Ее глаза светились, она покачала головой. Дорогая моя подруга.
– Клянусь тебе, Анна, я вернусь, обещаю…
Я осеклась. Я сказала это слово сестре, которая доверяла мне. И матери. Обеим я обещала. Обеим я солгала.
Поэтому я не сказала больше ничего. Подняла холодный засов. Посмотрела на их лица в последний раз. Потом повернулась и вышла в ночь.
23
Ночной воздух обдавал прохладой мое лицо, пока я стояла, прислушиваясь.
Ни толпы. Ни визжащих детей. Ни цокающих копытами лошадей. Ничто не шевелилось, кроме эха воспоминаний в моей голове. Дилл, рыдающая, умоляющая меня не оставлять ее,
Сжав зубы до скрипа, я передвигалась от двери до двери, спиной к стене. Внутри одного из домов ревел смех. Таверна – пьяницы в открытом море, плывут долгую ночь. Я пошла дальше. Огоньки за ставнями спящих домов освещали мне путь. Но я не видела никакой площади.
Я вспомнила свою первую охоту с матерью. Я так переволновалась, боясь не поймать добычу, опозорить ее. Тогда она притянула мою голову к своей.
И я вдохнула. Глубоко и медленно.
И, словно ее дыхание на своей щеке, я ощутила порывы ветра, который подхватывал соломинки с земли, и они танцевали, как маленькие старички, спотыкаясь и падая.
Итак, я последовала за этими кружащимися соломенными человечками по улице, туда, где она изгибалась и становилась шире, представляя моему взору прилавки торговых рядов. Ветер стих, соломенные человечки остановились. Площадь была тихой. Ждала.

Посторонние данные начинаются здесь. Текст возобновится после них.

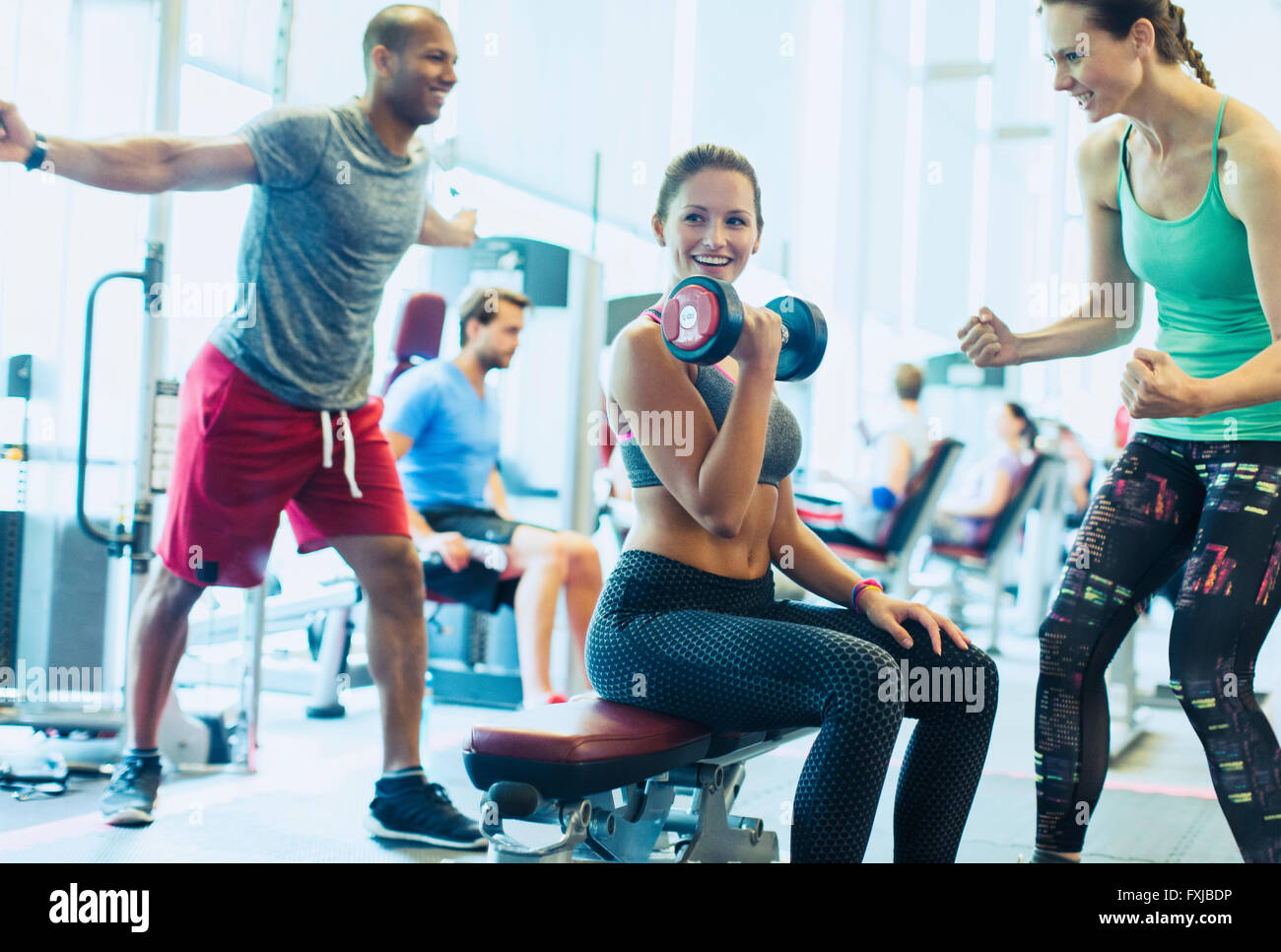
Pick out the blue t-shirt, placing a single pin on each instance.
(455, 435)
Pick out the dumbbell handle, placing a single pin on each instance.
(487, 553)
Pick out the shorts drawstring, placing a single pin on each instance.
(349, 462)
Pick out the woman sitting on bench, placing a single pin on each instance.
(688, 624)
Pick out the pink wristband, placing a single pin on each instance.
(861, 587)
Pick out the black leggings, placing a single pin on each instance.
(722, 652)
(1215, 507)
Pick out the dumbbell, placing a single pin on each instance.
(704, 318)
(486, 553)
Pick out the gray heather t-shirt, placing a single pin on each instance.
(332, 217)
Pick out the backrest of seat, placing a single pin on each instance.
(1006, 525)
(418, 333)
(923, 490)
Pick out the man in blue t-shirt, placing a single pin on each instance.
(443, 430)
(276, 411)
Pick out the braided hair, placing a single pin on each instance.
(1167, 18)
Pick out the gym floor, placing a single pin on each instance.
(315, 778)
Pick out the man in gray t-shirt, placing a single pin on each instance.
(283, 380)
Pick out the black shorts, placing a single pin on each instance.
(477, 585)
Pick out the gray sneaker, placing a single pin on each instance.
(129, 798)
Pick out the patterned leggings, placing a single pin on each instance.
(722, 652)
(1215, 507)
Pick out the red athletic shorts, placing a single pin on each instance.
(242, 455)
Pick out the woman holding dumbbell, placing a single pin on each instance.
(1198, 483)
(688, 624)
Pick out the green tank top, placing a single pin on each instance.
(1208, 310)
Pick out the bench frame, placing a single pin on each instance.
(633, 823)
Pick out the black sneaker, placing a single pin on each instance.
(131, 796)
(411, 809)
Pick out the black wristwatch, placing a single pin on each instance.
(37, 155)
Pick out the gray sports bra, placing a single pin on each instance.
(781, 434)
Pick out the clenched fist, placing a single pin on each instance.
(1154, 387)
(16, 139)
(987, 342)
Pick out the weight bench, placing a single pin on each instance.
(609, 776)
(986, 559)
(906, 525)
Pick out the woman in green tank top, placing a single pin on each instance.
(1182, 193)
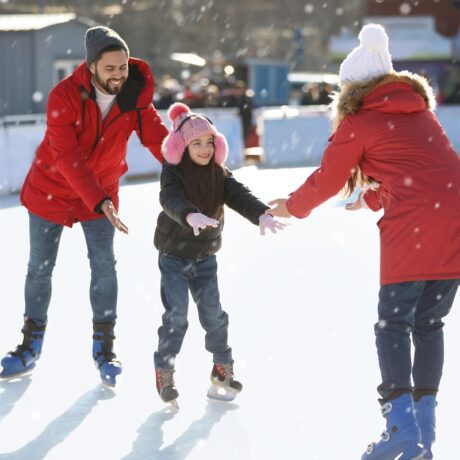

– Спасибо, мама. – Я стала красться дальше.
Рынок променяли на постель. Прилавки и ящики были брошены, как лодки на пустом берегу. Но, двинувшись дальше, я заметила мерцание фонаря.
Я присела на корточки у какого-то прилавка, вслушиваясь, ощупывая грубую деревянную поверхность пальцами. Ни единого звука.
Прошла мимо лохани с водой, вдохнула запах коровы и навоза. Что-то шевелилось в свете фонаря. Я добралась до башни из ящиков и выглянула из-за них. У меня перехватило дыхание.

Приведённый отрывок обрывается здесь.